Le chômage atteint 20% de la population active et est indemnisé par une allocation qui ne permet pas de vivre. Qui plus est, cette allocation est versée par les régions, et selon que la région est estimée comme offrant des emplois ou pas, la durée d'indemnisation varie, un an étant le maximum. Au-delà d'un an de chômage, les chômeurs ne touchent plus rien, et on estime aujourd'hui que quatre chômeurs sur cinq ne touchent aucune indemnité. Un énorme secteur de travail au noir se développe.
Les trafics se développent aussi, comme celui de l'essence, dont le prix à la pompe est le même qu'en France. Certains achètent de l'essence moins chère, qui provient de Russie, d'Allemagne ou d'autres pays de l'Est, et la presse a récemment relaté que des grossistes vendaient à des pompistes du fuel, moins taxé, à la place du gazole. On mesure aussi l'ampleur de ce trafic, qui selon la presse polonaise met en cause des douaniers et des notables, au fait qu'en 1999 il se consommait dans le pays 5,5 millions de tonnes de carburant acheté à la pompe pour un parc automobile de 14 millions de voitures, alors qu'en 2002 pour un parc de 15 millions de véhicules il n'avait été consommé, selon les chiffres officiels, que 4 millions de tonnes.
Les plans de licenciements se multiplient. TPSA, l'opérateur polonais de téléphone, avait 70000 salariés. Privatisé et passé sous la coupe de France Télécom, TPSA a maintenant 30000 salariés de moins. La fermeture de nouvelles mines de charbon a été annoncée cet automne. Devant l'émoi suscité, cette décision a été suspendue à une expertise, dont les résultats seront connus après le référendum sur l'entrée dans l'UE. Un tiers des lignes des chemins de fer polonais doivent être fermées, pour l'essentiel des lignes locales de régions rurales, et en Pologne, le statut des fonctionnaires ne les protège absolument pas des licenciements.
Un nouveau code du travail a été mis en place, qui permet d'employer quelqu'un en contrat à durée déterminée sans limites, alors que la précédente législation prévoyait qu'un salarié employé deux fois de suite au même poste en CDD devait être employé ensuite en contrat à durée indéterminée. Le salaire minimum, qui est celui de beaucoup de travailleurs, est de 500 zlotys (environ 125 euros). Et pour la plupart des salariés, même à un niveau un peu supérieur, le salaire est totalement englouti par la nourriture, et surtout le loyer, les charges, l'électricité, qui ont énormément augmenté.

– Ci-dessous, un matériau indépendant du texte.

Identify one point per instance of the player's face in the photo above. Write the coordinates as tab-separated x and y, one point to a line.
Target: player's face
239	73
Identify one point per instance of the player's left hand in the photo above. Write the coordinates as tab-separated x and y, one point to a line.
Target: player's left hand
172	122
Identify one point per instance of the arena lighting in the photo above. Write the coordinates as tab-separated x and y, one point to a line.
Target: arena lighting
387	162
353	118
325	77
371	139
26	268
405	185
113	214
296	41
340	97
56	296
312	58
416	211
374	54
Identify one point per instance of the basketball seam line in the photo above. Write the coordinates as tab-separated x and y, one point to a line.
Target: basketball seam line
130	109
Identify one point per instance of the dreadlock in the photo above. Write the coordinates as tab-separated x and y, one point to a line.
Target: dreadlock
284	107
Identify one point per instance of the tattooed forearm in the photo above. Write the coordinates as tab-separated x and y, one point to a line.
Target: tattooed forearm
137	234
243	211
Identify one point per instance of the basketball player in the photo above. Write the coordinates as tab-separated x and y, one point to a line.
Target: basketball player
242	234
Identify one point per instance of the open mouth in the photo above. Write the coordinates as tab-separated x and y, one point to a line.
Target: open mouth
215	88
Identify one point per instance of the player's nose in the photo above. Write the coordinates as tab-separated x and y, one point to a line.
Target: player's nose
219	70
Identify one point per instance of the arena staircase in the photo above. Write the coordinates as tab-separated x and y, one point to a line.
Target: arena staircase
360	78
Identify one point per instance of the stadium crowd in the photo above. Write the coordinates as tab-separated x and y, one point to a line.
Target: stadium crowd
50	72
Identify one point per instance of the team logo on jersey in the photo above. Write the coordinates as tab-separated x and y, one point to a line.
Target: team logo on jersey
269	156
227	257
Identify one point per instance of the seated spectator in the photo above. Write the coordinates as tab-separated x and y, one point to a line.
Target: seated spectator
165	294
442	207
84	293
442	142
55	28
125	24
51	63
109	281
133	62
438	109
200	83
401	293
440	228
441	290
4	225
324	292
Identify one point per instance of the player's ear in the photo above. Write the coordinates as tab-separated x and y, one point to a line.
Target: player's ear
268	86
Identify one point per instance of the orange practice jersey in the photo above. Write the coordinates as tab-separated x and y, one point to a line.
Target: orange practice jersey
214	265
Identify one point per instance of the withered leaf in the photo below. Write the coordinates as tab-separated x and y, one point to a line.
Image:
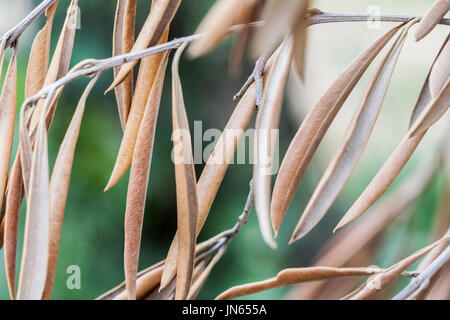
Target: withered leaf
139	175
314	127
186	185
344	161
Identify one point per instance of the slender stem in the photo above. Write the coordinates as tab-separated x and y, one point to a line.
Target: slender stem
424	277
13	34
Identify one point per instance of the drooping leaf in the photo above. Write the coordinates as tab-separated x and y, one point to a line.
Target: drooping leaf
59	187
432	17
266	132
186	185
346	158
314	127
146	77
161	14
139	175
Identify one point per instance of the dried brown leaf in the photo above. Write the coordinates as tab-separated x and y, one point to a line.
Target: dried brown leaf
346	158
432	17
222	15
139	175
161	14
186	185
265	140
146	77
314	127
59	187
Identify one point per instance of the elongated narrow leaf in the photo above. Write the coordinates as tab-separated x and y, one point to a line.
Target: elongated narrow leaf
139	175
292	276
381	280
59	187
279	17
147	74
215	25
7	122
186	185
398	159
40	55
14	198
432	17
161	14
36	240
123	40
266	132
314	127
425	94
344	161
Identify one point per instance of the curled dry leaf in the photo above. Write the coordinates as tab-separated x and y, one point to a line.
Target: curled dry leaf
280	16
36	240
381	280
7	121
314	127
146	77
398	159
139	175
39	55
123	40
346	158
59	187
292	276
161	14
265	136
215	25
437	11
186	184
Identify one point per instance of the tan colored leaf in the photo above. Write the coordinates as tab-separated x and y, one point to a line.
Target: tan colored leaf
346	158
7	121
14	198
266	131
59	187
381	280
161	14
432	17
398	159
292	276
314	127
39	55
186	185
36	240
280	16
222	15
139	175
146	77
123	40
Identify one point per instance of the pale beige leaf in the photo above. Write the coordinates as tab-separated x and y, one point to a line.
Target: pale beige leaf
215	26
346	158
139	176
186	185
59	187
39	55
292	276
314	127
146	77
36	240
161	14
266	133
432	17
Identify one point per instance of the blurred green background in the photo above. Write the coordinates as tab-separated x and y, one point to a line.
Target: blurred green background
92	236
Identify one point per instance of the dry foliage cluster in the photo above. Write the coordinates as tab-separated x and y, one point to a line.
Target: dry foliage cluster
275	33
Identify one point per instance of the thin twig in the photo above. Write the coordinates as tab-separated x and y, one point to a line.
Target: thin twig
424	277
13	34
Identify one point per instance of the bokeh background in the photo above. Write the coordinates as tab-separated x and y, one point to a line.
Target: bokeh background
92	236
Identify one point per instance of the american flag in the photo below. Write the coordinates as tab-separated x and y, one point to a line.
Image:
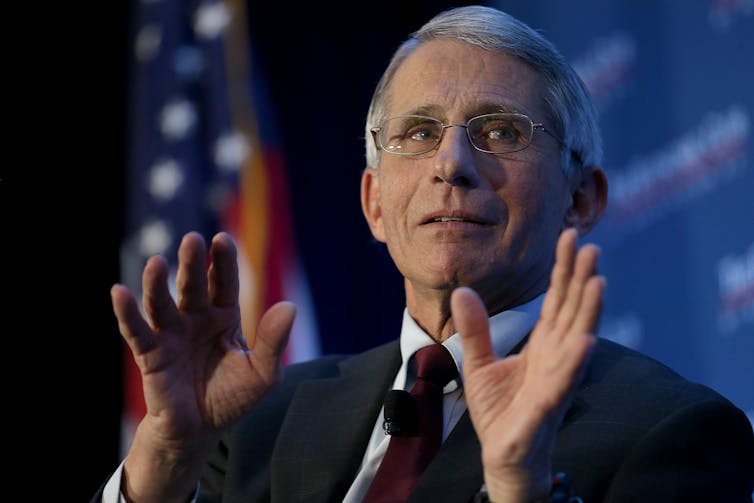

Se soigner est devenu un problème. Les baisses des remboursements s'étant multipliées, les dépenses de santé ne sont plus remboursées à 100% que pour les maladies très graves, comme un infarctus ou un cancer, à 60% ou 30% pour d'autres, et pas du tout pour des maladies courantes comme une grippe ou une angine. De plus, les médicaments polonais ont souvent été remplacés par des médicaments allemands, français ou américains, beaucoup plus chers. Résultat: il n'y a plus personne dans les pharmacies, où s'étalent en vitrine des publicités pour Nurofen, Niquitine, Roc et autres...
En 1989, il y a 14 ans, le "passage à l'économie de marché" apparaissait comme un rêve de prospérité. Devenu réalité, pour beaucoup il est plus proche du cauchemar.